Larissa Shmailo is poet who comes with warning labels, not about her—the warnings are those she issues.  Warnings about this sorry, greedy world of ours.  In the spirit of a quick-kill, Shmailo chooses directness over metaphor. 

“In the angry material world,” she warns in her poem “Scarcity,” midway through A Cure for Suicide, “There are men who are not/Men.”    

Whose imaginations never rise           
Whose imaginations squat           
Upon the positions of power.
That’s a reliable insight.  The cause of so much pain and destruction is an inability of the powerful to use their imaginations to enjoy each spark of life.  The short, layered lines of the poem serve as list and indictment.

Shamilo peers into America’s windows. “I have told you before, here at the doorway of a thousand /Unhappy homes…”  she writes in “Mapping.”  The poem begins with a wayward pigeon, “Like an addict in the morning’s trafficked street,” moves on to urban loneliness, and, by addressing the reader, envisions an escape route for anyone who cares to join the poet.  Two stanzas.  A way out. 

In the reality of her poem, “Abortion Hallucination,” there are snakes, in cars.
  “I didn’t want to fuck them twice.”  In this same reality there is triumph in later lines: “and the Nile gives up its life to me”

animals carnivorous and calm   
come home to me
two by two.
The poet as healer and enchantress, a poet who could be creating poetic incantation around a fire.  There is that witchy woman aspect to some of these poems.

Founder of the No-Net World, a loose web-linked consortium of spoken-word poets (, Shmailo brings the immediate drama of delivered lines to her work.
  I’ve seen her read and hear her sometimes rhythmic, sometimes telegraphed lines, in many of the poems, including “Skin.”

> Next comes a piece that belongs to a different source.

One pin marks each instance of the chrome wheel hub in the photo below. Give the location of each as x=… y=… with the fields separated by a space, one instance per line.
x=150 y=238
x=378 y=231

My tongue is bruised           
My nude is creaky           
Like a cabbage I sit and wait for you           
I stutter like an old goat           
Take me           
The fast love of my hair.
I’m up for that, for someone to know the fast love of my hair.  Shmailo may proclaim, in her poem “Scarcity,” that “Not all of you are wanted,” and she may offer lamentations, over and over in these poems, for those whose lives are little more than loose ends overlooked by HMOs and court systems.  

But Larissa Shmailo reveals that anger and lamentation are only
among the tools of her poet’s arsenal.  She also has a desire to make a real contact with other real human beings.  She needs to know us.  From “Personal”:  “what protest resists you/what neural net fires you/which siren desires you.”  She does not abandon.  Through this chapbook, which stands ready to serve as a companion through several cups of coffee, she insinuates herself into the reader’s life.